Roger Pinckney is the author of five books. He lives on Daufuskie Island, South Carolina, and 2008 marks his fifth year as a Department of Natural Resources turtle volunteer.

Jason Houston is Orion’s picture editor.


  1. What a treat! A visit to Daufuskie! Thank you.

  2. As a child, my family was one of the first to camp at the newly opened primitive camp ground on Edisto Island, SC. I had the privilege of encountering these majestic turtles and even saw one laying eggs. As a young adult I encountered hatchlings returning to the sea on a late summer visit to the island in the mid 80’s, but even then, Edisto was already well on it’s way to being developed, and the Edisto of my childhood was gone. I hate to see the same thing happen to Daufuskie, and I honor the people fighting for the turtles.

  3. Well, Roger, after all this time! I feel like you brought me back to the island I remember, and all the good times I experienced while there. Thank you.

  4. I am here on Daufuskie, with my Dad and the turtle patrol, getting ready to check the 60 turtle nests that they have this year. Truly amazing. Up from 20 nests last year.

  5. Well XI youve done it again,absolutely wonderful.But you know them yankee tourist are gettin smarter, some of em just wont believe that gater clum that tree, but we know better dont we?
    Lil Billy Grubbs.

  6. Mr. Pinckney,

    Again you strike the plangent chord. If there is a more important writer in South Carolina, I don’t know who it is. Life is short. Write more.

  7. What a beautiful story. I grew up on the gulf coast – near Padre Island where i spent a lot of time, walking and watching, in the 40s and 50s. My grandmother was an environmental activist in those days and helped with the founding of the Aransas Wildlife Refuge that sheltered the last of the disappearing Whooping Cranes. I learned so much there and I feel as you do when you yearn for what we have lost. I honor that you are still keeping the faith. I keep doing what I can at http://goodwordswan.wildflowerstew.com while I’m working on a book. Thank you again for this lovely article.
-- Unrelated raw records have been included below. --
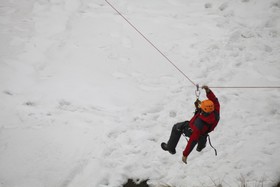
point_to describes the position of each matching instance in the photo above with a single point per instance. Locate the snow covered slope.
(86, 101)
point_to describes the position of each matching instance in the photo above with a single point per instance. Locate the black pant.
(177, 130)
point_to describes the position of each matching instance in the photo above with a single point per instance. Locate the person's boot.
(199, 148)
(165, 148)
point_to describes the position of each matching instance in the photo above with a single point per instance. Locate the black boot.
(165, 148)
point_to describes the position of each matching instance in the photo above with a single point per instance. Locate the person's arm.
(211, 96)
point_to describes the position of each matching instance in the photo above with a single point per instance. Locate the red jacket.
(202, 124)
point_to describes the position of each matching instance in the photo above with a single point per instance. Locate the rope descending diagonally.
(173, 64)
(156, 48)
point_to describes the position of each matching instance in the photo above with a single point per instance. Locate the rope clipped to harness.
(212, 145)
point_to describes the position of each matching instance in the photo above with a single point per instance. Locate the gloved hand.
(197, 103)
(206, 88)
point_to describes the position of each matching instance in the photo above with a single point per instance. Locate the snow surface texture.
(85, 101)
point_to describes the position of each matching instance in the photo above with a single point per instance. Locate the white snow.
(86, 101)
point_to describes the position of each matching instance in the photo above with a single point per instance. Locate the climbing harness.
(212, 145)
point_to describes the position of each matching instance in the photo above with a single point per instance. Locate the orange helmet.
(207, 106)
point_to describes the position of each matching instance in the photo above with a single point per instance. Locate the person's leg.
(201, 143)
(174, 138)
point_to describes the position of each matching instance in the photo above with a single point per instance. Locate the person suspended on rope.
(205, 119)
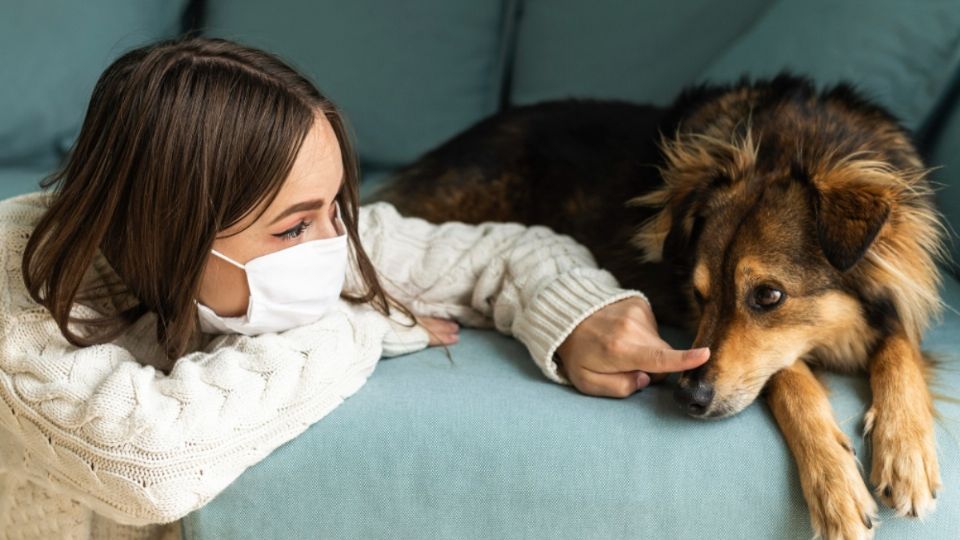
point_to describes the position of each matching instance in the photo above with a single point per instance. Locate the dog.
(791, 228)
  8. Very nice story, I love that area myself.
    Just wish it could have been told with a bit less smug self-righteousness.
    You won’t get so much support by insulting people.

  9. Roger, thanks again for a few minutes of Daufuskie. I always enjoy reading anything that takes me back there. I just sent a copy of Right Side of the River to a Citadel classmate in Iraq. He is a lowcountry boy that misses home. I figured we could get his mind home for a bit until we can get his feet back in good ol ‘SC. Thanks again and give Ms. Susan a hello for me. Andy

  10. Thank you so much for the wonderful article! I’m originally from Charleston and that sure did make homesick. I look forward to reading other stories of yours.
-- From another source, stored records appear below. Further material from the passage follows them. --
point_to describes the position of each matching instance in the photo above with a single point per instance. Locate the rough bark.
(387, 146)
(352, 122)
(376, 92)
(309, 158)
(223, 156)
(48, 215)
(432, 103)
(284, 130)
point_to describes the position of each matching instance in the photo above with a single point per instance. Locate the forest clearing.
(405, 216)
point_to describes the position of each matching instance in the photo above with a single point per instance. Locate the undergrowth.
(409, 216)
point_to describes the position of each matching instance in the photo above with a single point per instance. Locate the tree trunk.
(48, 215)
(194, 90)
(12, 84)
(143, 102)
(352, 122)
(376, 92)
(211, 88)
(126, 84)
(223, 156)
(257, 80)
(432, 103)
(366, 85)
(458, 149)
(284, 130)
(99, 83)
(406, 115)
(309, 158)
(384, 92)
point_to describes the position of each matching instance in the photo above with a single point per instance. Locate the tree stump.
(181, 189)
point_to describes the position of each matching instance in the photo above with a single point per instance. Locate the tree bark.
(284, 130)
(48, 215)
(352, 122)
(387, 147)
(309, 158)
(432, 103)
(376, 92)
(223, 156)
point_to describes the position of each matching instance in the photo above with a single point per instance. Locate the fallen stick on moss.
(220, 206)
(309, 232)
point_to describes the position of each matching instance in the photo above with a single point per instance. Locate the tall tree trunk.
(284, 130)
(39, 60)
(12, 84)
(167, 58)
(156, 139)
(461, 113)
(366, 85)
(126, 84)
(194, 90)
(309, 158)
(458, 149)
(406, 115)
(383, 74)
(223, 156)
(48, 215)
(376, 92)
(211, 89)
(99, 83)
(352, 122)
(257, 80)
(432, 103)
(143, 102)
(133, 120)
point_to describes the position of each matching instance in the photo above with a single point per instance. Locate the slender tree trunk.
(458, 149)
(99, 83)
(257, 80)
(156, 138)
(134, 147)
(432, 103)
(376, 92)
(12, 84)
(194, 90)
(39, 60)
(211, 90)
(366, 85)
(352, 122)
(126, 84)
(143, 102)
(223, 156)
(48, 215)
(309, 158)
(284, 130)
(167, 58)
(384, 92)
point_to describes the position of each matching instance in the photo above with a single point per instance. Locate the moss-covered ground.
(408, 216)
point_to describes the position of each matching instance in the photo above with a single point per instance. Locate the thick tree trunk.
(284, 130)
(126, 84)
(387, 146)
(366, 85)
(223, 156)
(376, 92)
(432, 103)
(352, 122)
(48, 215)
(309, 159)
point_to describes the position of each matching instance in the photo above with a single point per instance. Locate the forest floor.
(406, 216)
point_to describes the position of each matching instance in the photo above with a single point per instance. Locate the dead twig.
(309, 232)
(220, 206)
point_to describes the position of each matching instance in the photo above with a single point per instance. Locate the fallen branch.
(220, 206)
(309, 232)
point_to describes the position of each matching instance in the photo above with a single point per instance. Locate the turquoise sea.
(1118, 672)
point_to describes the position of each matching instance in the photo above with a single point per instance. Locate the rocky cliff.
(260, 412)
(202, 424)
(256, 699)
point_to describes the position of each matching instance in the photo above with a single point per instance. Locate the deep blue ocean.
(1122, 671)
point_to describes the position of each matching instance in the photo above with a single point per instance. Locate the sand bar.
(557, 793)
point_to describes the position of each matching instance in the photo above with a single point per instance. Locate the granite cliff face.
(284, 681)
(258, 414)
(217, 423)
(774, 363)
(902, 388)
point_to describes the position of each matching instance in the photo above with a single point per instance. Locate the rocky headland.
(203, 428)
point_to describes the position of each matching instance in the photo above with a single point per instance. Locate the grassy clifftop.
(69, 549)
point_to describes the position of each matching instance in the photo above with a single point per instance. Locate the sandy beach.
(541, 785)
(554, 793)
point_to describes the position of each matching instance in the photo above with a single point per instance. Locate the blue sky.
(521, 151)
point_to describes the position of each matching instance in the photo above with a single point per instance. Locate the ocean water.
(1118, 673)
  11. Ahh Caretta caretta, the species that single flippered my major from Botany to Marine Biology after a summer spent on Cape Lookout, nest watching and shell measuring.
    I was taken back to basking naked in the night glow of microscopic sea creatures and my 1am -5am beach patrols. Not so many Loggerheads as ghost crabs up on Lookout and they’d try to take on the 3 wheeled honda I rode, I knew it wasn’t right but I liked the crunching sounds the ghost crabs made…
    We had a rescue night of babies too, when they went for the light house instead of the ocean. I gathered them up in the front of my shirt and took them to water.
    Now I’m living far away from the turtles, in Alaska, I made it. Sure was fun remembering the warmth, that even a damned Yankee can appreciate.

  12. Such a vivid telling, makes me wish the Gullah could conjure some good juju voodoo and wipe the slate clean, reclaim the island that lives in this magical telling of the island beneath the turtle moon.

  13. I hope the No Money Root stays in effect so the turtles will always have a beautiful beach to nest on.